Essa é a nossa realidade, na qual relacionamentos se transformam em quebra-cabeças de mil peças, e muitas vezes, é impossível encontrar o encaixe perfeito. Vivemos em um mundo de corações errantes, onde a monogamia se torna um mito distante, uma espécie em extinção. Afinal, quem tem tempo para um único amor quando as opções estão a um deslize de dedo de distância?

Na rua, vejo casais que mudam de mão dada a cada semana, como se estivessem experimentando diferentes sabores de sorvete. As conversas nas mesas dos bares se desdobram em flertes que nascem e morrem em questão de minutos, enquanto os olhares percorrem corpos alheios, buscando conexões efêmeras. Estamos todos à procura de algo, mas muitas vezes não sabemos o que é, e, por isso, seguimos errando no compasso.
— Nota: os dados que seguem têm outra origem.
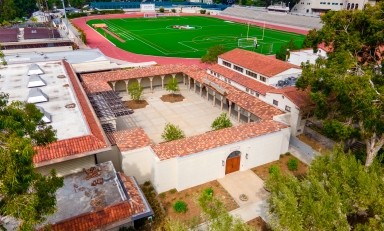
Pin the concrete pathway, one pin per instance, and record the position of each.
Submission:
(244, 182)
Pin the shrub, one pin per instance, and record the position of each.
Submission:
(147, 183)
(180, 206)
(162, 195)
(208, 191)
(274, 169)
(292, 164)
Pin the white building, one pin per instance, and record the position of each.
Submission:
(318, 7)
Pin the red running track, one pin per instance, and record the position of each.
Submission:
(95, 40)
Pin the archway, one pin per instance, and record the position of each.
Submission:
(233, 162)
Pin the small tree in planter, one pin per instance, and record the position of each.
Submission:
(172, 86)
(172, 132)
(221, 122)
(135, 91)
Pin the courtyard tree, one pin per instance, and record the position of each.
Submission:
(26, 195)
(172, 132)
(135, 90)
(213, 53)
(216, 216)
(172, 86)
(221, 122)
(347, 87)
(338, 193)
(284, 50)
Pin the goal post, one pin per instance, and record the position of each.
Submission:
(247, 42)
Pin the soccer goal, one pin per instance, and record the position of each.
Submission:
(247, 42)
(150, 15)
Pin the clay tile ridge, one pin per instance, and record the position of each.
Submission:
(257, 62)
(216, 139)
(62, 148)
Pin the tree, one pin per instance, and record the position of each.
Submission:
(216, 215)
(338, 193)
(213, 53)
(347, 87)
(221, 122)
(135, 90)
(172, 132)
(284, 50)
(172, 86)
(26, 195)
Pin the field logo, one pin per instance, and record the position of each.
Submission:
(147, 7)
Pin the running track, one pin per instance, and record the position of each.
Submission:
(95, 40)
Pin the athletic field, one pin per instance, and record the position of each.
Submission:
(156, 36)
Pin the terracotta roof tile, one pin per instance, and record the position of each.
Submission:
(241, 79)
(215, 139)
(257, 62)
(109, 214)
(298, 97)
(129, 139)
(76, 145)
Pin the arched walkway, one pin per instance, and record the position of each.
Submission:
(233, 162)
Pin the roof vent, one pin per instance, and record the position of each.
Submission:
(36, 81)
(47, 117)
(35, 69)
(36, 96)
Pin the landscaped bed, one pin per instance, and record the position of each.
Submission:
(192, 216)
(172, 98)
(259, 223)
(136, 104)
(263, 170)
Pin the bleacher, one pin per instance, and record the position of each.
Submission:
(262, 15)
(9, 35)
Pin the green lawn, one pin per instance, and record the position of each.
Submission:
(155, 36)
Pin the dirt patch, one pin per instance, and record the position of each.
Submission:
(136, 104)
(192, 216)
(263, 170)
(113, 34)
(315, 145)
(172, 98)
(259, 223)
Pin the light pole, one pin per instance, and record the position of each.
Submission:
(65, 15)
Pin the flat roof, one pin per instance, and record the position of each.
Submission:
(72, 57)
(68, 120)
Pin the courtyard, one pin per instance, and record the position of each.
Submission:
(194, 115)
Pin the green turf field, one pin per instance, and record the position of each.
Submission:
(155, 36)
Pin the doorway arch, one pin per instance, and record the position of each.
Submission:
(233, 162)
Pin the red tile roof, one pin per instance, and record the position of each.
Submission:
(98, 82)
(109, 214)
(129, 139)
(216, 139)
(241, 79)
(67, 147)
(257, 62)
(298, 97)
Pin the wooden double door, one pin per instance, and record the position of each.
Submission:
(233, 164)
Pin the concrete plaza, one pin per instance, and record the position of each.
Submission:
(194, 115)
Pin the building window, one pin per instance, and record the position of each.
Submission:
(227, 64)
(288, 108)
(250, 73)
(237, 68)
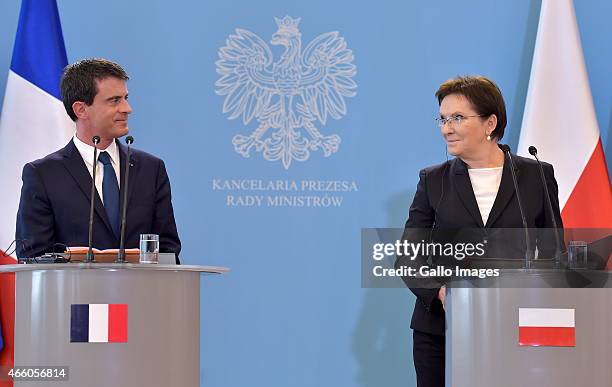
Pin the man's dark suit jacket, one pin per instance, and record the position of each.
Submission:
(54, 205)
(444, 197)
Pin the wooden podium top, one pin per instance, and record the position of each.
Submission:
(112, 266)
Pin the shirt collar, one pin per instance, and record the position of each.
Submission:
(87, 151)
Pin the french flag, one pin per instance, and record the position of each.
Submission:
(33, 122)
(560, 120)
(547, 327)
(98, 323)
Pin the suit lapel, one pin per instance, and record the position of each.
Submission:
(463, 185)
(505, 191)
(78, 170)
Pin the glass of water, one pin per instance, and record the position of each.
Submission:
(149, 248)
(577, 255)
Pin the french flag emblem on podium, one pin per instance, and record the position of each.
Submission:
(98, 323)
(547, 327)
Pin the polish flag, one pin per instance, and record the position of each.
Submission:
(560, 120)
(98, 323)
(547, 327)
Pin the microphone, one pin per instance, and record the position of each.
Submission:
(121, 255)
(528, 252)
(534, 152)
(89, 257)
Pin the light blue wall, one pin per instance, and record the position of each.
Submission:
(292, 312)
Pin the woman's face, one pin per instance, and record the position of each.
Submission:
(468, 138)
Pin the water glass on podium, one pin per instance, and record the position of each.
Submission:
(149, 248)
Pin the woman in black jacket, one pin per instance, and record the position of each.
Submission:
(474, 190)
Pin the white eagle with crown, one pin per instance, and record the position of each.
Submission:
(288, 96)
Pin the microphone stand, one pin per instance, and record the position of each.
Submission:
(121, 255)
(89, 258)
(557, 258)
(528, 252)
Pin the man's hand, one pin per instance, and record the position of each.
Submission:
(442, 296)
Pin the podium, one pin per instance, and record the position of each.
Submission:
(162, 347)
(482, 345)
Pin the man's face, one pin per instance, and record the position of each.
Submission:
(466, 139)
(108, 114)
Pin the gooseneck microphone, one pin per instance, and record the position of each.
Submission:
(557, 258)
(89, 257)
(528, 252)
(121, 255)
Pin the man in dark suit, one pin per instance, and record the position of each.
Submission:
(55, 197)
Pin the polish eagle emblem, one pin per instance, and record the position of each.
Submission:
(289, 97)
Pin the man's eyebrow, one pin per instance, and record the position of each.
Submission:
(116, 97)
(457, 113)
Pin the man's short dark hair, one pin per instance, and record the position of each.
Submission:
(79, 81)
(482, 93)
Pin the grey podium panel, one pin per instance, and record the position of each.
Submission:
(482, 339)
(163, 323)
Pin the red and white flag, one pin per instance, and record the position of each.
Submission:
(560, 120)
(547, 327)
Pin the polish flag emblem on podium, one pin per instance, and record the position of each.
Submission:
(547, 327)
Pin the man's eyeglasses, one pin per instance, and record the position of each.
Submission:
(453, 120)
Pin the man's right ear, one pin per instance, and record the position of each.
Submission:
(79, 109)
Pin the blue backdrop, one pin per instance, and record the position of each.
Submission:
(291, 312)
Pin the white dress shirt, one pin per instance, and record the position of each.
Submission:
(87, 152)
(485, 184)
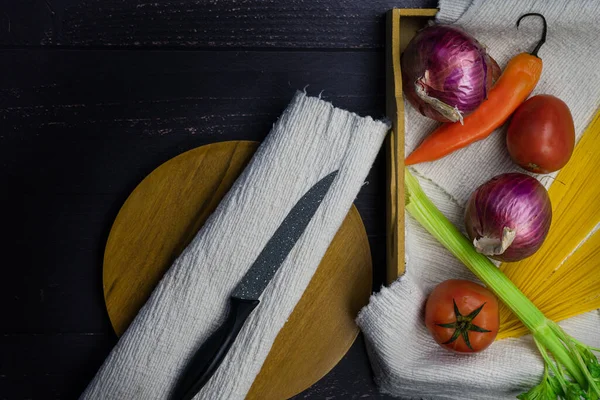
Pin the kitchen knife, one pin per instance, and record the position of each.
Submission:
(244, 297)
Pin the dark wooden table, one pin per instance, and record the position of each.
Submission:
(95, 94)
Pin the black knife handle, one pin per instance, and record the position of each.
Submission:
(209, 356)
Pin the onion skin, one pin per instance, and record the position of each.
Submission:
(515, 201)
(446, 73)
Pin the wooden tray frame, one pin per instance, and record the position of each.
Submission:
(401, 27)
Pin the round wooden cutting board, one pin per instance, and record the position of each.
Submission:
(165, 212)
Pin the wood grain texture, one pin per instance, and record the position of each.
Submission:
(401, 27)
(343, 24)
(81, 125)
(162, 216)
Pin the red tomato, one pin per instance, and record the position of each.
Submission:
(541, 134)
(462, 316)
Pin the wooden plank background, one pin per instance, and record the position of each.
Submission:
(95, 94)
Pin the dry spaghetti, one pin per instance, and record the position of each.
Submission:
(563, 277)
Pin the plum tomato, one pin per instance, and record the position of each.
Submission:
(462, 316)
(541, 134)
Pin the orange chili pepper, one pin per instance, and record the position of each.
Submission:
(512, 88)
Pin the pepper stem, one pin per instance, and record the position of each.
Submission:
(543, 39)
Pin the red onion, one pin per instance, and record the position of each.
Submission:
(508, 217)
(446, 73)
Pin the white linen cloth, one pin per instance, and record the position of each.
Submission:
(310, 140)
(407, 363)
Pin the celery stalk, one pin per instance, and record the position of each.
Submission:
(569, 354)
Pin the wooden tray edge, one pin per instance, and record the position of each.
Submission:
(395, 141)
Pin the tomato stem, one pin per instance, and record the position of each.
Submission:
(577, 359)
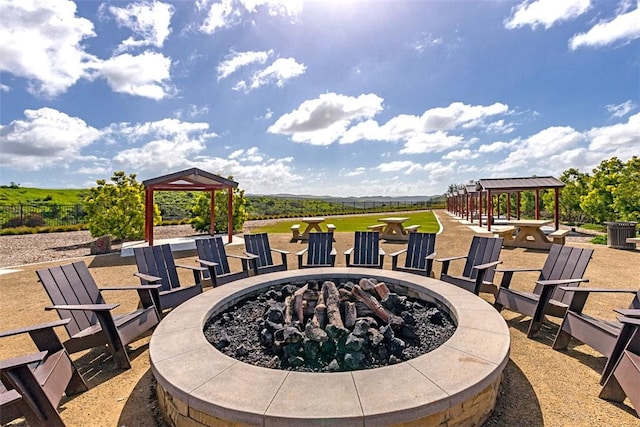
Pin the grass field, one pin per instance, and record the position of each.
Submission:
(426, 220)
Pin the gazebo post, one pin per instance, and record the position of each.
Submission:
(556, 213)
(148, 215)
(230, 215)
(212, 219)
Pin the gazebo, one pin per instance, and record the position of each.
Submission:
(188, 180)
(498, 186)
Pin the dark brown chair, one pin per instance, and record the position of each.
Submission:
(33, 385)
(77, 297)
(624, 379)
(420, 254)
(320, 251)
(479, 268)
(257, 245)
(156, 266)
(366, 250)
(564, 265)
(599, 334)
(213, 256)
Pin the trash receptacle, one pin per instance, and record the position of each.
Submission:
(618, 232)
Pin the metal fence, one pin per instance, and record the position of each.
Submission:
(37, 215)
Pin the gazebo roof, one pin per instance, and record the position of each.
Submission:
(190, 179)
(520, 184)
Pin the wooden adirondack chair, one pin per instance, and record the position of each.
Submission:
(257, 245)
(213, 256)
(366, 250)
(599, 334)
(32, 385)
(320, 251)
(564, 265)
(77, 297)
(479, 268)
(156, 266)
(624, 378)
(420, 254)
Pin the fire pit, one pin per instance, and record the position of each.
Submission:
(455, 384)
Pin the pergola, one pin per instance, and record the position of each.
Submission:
(188, 180)
(499, 186)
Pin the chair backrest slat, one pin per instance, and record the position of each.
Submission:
(72, 284)
(258, 244)
(212, 249)
(482, 251)
(366, 248)
(564, 262)
(320, 246)
(420, 245)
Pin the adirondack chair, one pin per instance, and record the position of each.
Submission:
(366, 250)
(156, 266)
(32, 385)
(479, 268)
(420, 254)
(77, 297)
(213, 256)
(564, 265)
(624, 379)
(599, 334)
(320, 251)
(257, 245)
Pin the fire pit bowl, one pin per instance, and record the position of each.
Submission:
(454, 384)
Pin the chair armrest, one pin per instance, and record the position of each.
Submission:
(487, 265)
(84, 307)
(451, 258)
(207, 263)
(191, 267)
(25, 360)
(560, 282)
(398, 253)
(280, 251)
(33, 328)
(148, 277)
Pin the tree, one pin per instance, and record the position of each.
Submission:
(117, 208)
(202, 211)
(599, 201)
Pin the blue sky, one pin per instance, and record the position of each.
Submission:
(333, 97)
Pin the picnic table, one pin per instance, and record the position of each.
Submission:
(393, 228)
(312, 224)
(528, 234)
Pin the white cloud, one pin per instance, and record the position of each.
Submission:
(42, 42)
(545, 12)
(43, 139)
(143, 75)
(227, 13)
(621, 110)
(279, 72)
(323, 120)
(150, 21)
(623, 28)
(236, 60)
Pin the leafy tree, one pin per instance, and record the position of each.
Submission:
(599, 201)
(117, 208)
(202, 211)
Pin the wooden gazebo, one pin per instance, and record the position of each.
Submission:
(188, 180)
(493, 186)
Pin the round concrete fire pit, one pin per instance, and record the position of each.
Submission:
(455, 384)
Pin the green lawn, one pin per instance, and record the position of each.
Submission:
(426, 220)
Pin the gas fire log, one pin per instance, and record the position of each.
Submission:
(350, 314)
(382, 290)
(332, 300)
(376, 307)
(298, 303)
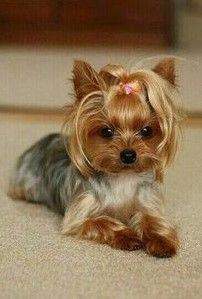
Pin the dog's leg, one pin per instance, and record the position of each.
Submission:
(85, 220)
(158, 235)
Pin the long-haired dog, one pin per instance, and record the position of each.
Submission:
(104, 172)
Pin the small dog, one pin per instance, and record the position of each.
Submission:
(103, 173)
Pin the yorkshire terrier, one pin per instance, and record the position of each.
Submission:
(104, 171)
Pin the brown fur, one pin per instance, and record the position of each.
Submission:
(100, 102)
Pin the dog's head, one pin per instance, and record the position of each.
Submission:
(121, 121)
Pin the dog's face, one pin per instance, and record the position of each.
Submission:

A tecnologia tornou-se a cúmplice silenciosa dos amores desarrumados. Aplicativos de namoro nos prometem encontrar a alma gêmea, mas, na prática, mais parece uma busca incessante por um prêmio na loteria. As redes sociais nos mostram vidas aparentemente perfeitas, repletas de fotos de casais felizes e jantares românticos, mas raramente nos contam sobre as brigas, as inseguranças e as incertezas que espreitam por trás daquelas imagens retocadas.

Em meio a esse caos, muitos de nós se perguntam se ainda é possível encontrar o amor verdadeiro, aquele que transcende o imediatismo das paixões passageiras e se aprofunda em uma conexão. É como procurar uma agulha no palheiro, mas, de vez em quando, alguém acha.

Talvez, no fundo, todos nós sejamos um pouco desarrumados em nossos amores. Talvez a bagunça seja o tempero que dá sabor à vida, nos fazendo sentir vivos em meio ao caos das emoções. E, enquanto continuarmos a dançar nesse baile de máscaras, desajeitadamente, mas com intensidade, talvez ainda tenhamos a chance de encontrar algo bonito no meio desse turbilhão.

Assim, vivemos nossas vidas, com amores desarrumados e corações confusos, esperando que em algum momento, no meio da bagunça, encontremos um pedaço de ordem que nos faça acreditar que o amor, mesmo desarrumado, é a trilha sonora da nossa existência.